Stories are altered, subtly, even wittily, and appropriated to the larger purposes of the novel – the body of work always in control of its components. Robert Louis Stevenson thus appears in the novel as a writer called Leonard Roland Stenson, who lives in Apia and is the author of an adventure novel called The Island of Treasures, while Margaret Meade and her infamous study of Samoan sexuality returns in Wendt’s novel as Professor Mardrek Freemeade, a Harvard anthropologist who becomes the centre of a sexual scandal.

While I find the staccato rhythm of Wendt’s bald prose often jarring and sometimes unsubtle, his use of language consistently echoes the themes and form of the novel. Samoan and English coexist in the prose, the Samoan untranslated and thus undifferentiated, yet usually transparent in context. The two languages, as well as the cultures inherent in their vocabulary and grammar, are woven as tightly together as the many stories which make up the novel.

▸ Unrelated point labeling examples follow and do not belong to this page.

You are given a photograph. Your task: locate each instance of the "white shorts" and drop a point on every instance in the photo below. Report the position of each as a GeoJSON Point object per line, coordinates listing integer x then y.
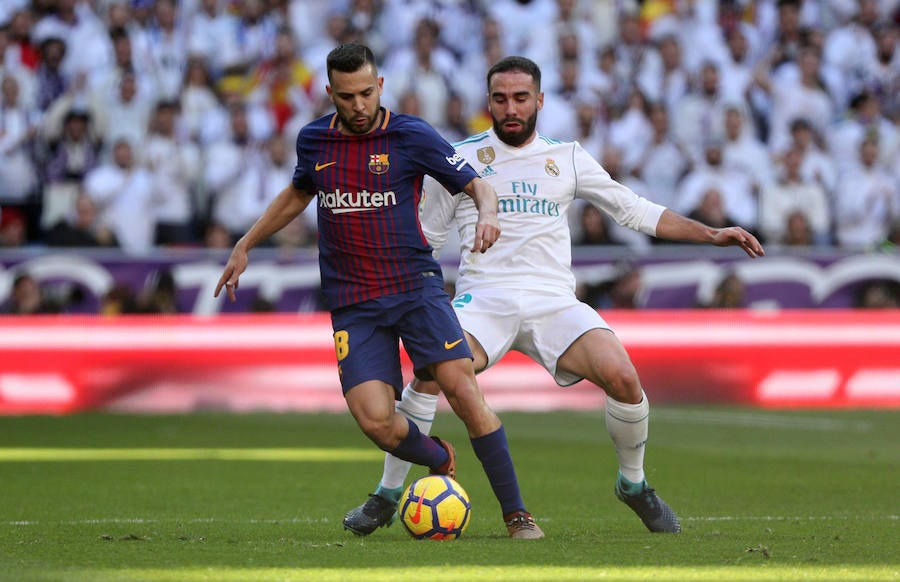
{"type": "Point", "coordinates": [541, 326]}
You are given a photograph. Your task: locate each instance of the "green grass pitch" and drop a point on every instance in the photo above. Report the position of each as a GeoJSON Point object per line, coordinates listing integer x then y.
{"type": "Point", "coordinates": [762, 495]}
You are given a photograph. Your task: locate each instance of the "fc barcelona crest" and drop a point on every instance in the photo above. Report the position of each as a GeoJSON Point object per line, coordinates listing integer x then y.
{"type": "Point", "coordinates": [378, 163]}
{"type": "Point", "coordinates": [486, 155]}
{"type": "Point", "coordinates": [551, 168]}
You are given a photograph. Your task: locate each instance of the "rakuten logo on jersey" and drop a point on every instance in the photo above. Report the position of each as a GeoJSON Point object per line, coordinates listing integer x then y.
{"type": "Point", "coordinates": [340, 202]}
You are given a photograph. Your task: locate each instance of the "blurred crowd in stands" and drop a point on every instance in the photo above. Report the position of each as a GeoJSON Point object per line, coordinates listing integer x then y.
{"type": "Point", "coordinates": [144, 123]}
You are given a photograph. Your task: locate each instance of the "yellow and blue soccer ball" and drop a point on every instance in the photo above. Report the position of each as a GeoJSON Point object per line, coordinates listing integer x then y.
{"type": "Point", "coordinates": [435, 507]}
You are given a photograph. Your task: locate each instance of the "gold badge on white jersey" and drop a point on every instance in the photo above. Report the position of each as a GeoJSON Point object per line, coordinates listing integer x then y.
{"type": "Point", "coordinates": [551, 168]}
{"type": "Point", "coordinates": [486, 155]}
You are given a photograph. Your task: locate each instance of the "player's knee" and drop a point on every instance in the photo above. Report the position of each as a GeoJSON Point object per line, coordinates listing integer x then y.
{"type": "Point", "coordinates": [621, 383]}
{"type": "Point", "coordinates": [380, 431]}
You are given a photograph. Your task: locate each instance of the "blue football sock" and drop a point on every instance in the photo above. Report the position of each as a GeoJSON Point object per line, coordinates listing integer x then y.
{"type": "Point", "coordinates": [629, 488]}
{"type": "Point", "coordinates": [420, 449]}
{"type": "Point", "coordinates": [493, 452]}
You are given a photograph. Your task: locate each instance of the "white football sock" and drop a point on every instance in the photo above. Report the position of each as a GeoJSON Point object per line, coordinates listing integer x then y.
{"type": "Point", "coordinates": [628, 424]}
{"type": "Point", "coordinates": [420, 409]}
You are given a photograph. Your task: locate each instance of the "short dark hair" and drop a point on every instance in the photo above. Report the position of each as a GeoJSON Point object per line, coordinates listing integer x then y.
{"type": "Point", "coordinates": [522, 64]}
{"type": "Point", "coordinates": [349, 58]}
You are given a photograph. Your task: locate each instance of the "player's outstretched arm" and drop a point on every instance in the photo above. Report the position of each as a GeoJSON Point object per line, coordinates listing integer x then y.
{"type": "Point", "coordinates": [675, 227]}
{"type": "Point", "coordinates": [289, 203]}
{"type": "Point", "coordinates": [487, 229]}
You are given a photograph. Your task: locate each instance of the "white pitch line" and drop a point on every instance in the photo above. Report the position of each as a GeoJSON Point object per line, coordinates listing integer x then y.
{"type": "Point", "coordinates": [142, 521]}
{"type": "Point", "coordinates": [307, 520]}
{"type": "Point", "coordinates": [756, 420]}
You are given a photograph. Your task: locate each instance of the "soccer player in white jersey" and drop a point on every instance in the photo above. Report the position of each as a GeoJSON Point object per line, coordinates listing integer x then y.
{"type": "Point", "coordinates": [521, 295]}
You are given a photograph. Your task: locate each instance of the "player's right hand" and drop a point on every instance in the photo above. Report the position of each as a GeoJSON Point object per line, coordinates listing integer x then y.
{"type": "Point", "coordinates": [230, 278]}
{"type": "Point", "coordinates": [487, 231]}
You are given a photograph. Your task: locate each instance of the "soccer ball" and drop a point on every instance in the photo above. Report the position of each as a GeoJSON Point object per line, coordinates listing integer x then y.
{"type": "Point", "coordinates": [435, 507]}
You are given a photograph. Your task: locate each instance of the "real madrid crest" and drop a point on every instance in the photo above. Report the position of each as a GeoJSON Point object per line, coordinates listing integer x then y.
{"type": "Point", "coordinates": [378, 163]}
{"type": "Point", "coordinates": [551, 168]}
{"type": "Point", "coordinates": [486, 155]}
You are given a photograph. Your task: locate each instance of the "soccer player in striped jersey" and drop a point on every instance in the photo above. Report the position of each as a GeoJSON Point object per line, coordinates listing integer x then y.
{"type": "Point", "coordinates": [365, 166]}
{"type": "Point", "coordinates": [521, 295]}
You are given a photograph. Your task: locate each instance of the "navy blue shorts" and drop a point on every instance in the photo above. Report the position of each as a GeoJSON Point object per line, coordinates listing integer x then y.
{"type": "Point", "coordinates": [367, 336]}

Hummingbird and The Mango’s Kiss may share a narrative style, but the particular expertise of their respective authors makes these books very different reading experiences. Hummingbird is an extremely detailed, many-coloured quilt, deftly stitching together the stories which it contains; The Mango’s Kiss is one endless length of cloth, its ever-changing pattern a testament to the skill of the weaver rather than the tailor.

 

Louise O’Brien is a Wellington reviewer.